Universo Óleo sobre tela 100x75cm
Na viagem que fiz à África do Sul, dois aspectos marcaram-me duma maneira especial: os animais selvagens que tive a oportunidade de ver e as comunidades nativas que sobrevivem, com a sua identidade, até aos nossos dias. Não há qualquer semelhança entre ver os animais em liberdade e no Jardim Zoológico: depois de poder comparar as duas situações, temos a sensação de que os animais do Jardim Zoológico têm vergonha do cativeiro em que se encontram. Com as comunidades nativas, estranhamente, não tive essa sensação: mostram-nos sem pejo as suas casas, os seus trabalhos, a sua actual maneira de viver. O povo Ndebele, cuja história se perde nas brumas do tempo, vive actualmente perto da cidade de Pretória. As pinturas das casas deste povo guerreiro, os utensílios e adornos que as mulheres usam, com o seu significado religioso, místico, talvez até mágico, foram os elementos formais e plásticos que utilizei, na criação desta obra.
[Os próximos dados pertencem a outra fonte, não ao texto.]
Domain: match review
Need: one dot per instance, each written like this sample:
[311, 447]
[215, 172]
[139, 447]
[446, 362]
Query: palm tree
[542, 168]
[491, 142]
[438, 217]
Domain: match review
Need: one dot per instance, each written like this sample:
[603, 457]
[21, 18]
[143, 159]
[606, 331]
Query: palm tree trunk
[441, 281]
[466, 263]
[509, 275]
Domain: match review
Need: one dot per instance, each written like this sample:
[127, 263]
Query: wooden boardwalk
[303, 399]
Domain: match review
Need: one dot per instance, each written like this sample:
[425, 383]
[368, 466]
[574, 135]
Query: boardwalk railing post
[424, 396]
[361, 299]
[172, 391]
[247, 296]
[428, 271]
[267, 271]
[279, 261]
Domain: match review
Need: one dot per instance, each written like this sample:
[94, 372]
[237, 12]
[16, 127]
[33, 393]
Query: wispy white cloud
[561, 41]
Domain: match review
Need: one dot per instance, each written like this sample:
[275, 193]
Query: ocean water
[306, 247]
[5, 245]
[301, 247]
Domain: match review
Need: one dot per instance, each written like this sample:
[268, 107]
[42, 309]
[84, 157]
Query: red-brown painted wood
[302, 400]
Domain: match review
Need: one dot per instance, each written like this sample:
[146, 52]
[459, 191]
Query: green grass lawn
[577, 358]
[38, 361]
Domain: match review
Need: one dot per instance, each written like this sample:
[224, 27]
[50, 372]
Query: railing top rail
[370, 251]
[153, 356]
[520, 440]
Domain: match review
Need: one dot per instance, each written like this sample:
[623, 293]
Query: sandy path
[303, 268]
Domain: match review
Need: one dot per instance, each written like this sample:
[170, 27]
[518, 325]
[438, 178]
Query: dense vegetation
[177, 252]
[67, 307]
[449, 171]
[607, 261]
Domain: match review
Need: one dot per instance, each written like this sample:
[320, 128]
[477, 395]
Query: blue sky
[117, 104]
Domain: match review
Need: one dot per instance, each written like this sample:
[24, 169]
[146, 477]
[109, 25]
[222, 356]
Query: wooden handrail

quarta-feira, 9 de julho de 2008

LISBOA IMAGINADA



Lisboa Imaginada Acrílico sobre tela 90x90cm
Nunca vos aconteceu estarem distraídos com um lápis ou uma esferográfica na mão a fazer gatafunhos e, de repente, tomar consciência do que estavam a fazer e gostar do resultado? Pois esta obra foi o resultado de um desses momentos. Estava a pintar uma tela bastante trabalhosa da Lisboa antiga, e tinha-me concedido um pequeno intervalo. Quando me apercebi que estava a desenhar uma espécie de cerca moura, em que não faltavam a alcáçova e a medina, com ruas íngremes e sinuosas, varandas com flores e águas-furtadas com roupa a secar, imaginei os becos e vielas de Alfama, com a roupa pendurada a secar ao generoso Sol de Portugal. Guardei os rabiscos que, com umas pequenas alterações, serviram para executar esta obra.
Imaginem!

domingo, 6 de julho de 2008

SÉRIE - VILAS HISTÓRICAS


Azenhas do Mar Óleo sobre tela 75x90cm

No concelho de Sintra, existe uma povoação, cujas origens se perdem na bruma dos tempos. Os moinhos de água, de origem árabe, deram o nome à povoação: Azenhas do Mar. É um local visitado tanto no Inverno, como no Verão, pela grandiosidade do panorama. Eu prefiro visitá-la no Inverno: menos gente e confusão, o que permite ouvir e ver em toda a sua magnificência o Oceano, a bater inclemente nas arribas que suportam as casas. Tem um interessante conjunto de piscinas escavadas na rocha. Não é um espanto? Por uma vez, a necessidade de conservar a natureza, sem afectar a vivência das populações, com um desenvolvimento integrado, foi conseguido.
Chapeau!

domingo, 29 de junho de 2008

AS CIDADES DAS EMOÇÕES


Convento dos Capuchos - Sintra
Óleo sobre tela 50x70cm

Este convento foi mandado construir por D. Álvaro de Castro, em 1560, num local inóspito, pretendendo confundir-se com a natureza que o rodeava: carvalhos e arbustos, grande profusão de musgos, fetos e trepadeiras, num grande emaranhado vegetal que, conservado até hoje, constitui um testemunho vivo da floresta primitiva da Serra de Sintra.
O formato da tela procura potenciar, desde logo, a demonstração de humildade e pequenez do convento: a entrada situada entre dois grandes rochedos, que se alcança depois de subir íngremes degraus, mais salienta a escala mínima a que foi construído, parecendo improvável a vida de seres humanos no seu interior. Para que o motivo central não se perdesse, dei uma textura forte às suas paredes e à árvore do lado direito, para segurar o olhar do observador. A árdua subida dos degraus far-se-á sem cansaço, devido à suavidade do tapete de folhas, e à frescura das plantas que os limitam.
A obra, quase posso dizê-lo, não foi feita para ser vista, foi mais para ser sentida: sentir a frescura da vegetação exuberante, os cheiros da floresta, o contraste entre a pequenez da obra humana e a exuberância da Natureza em todo o seu esplendor. Áreas como esta tornaram-se mais importantes do que nunca. Tenho a esperança que as minhas obras possam motivar quem as vê a lutar pela conservação desta herança natural.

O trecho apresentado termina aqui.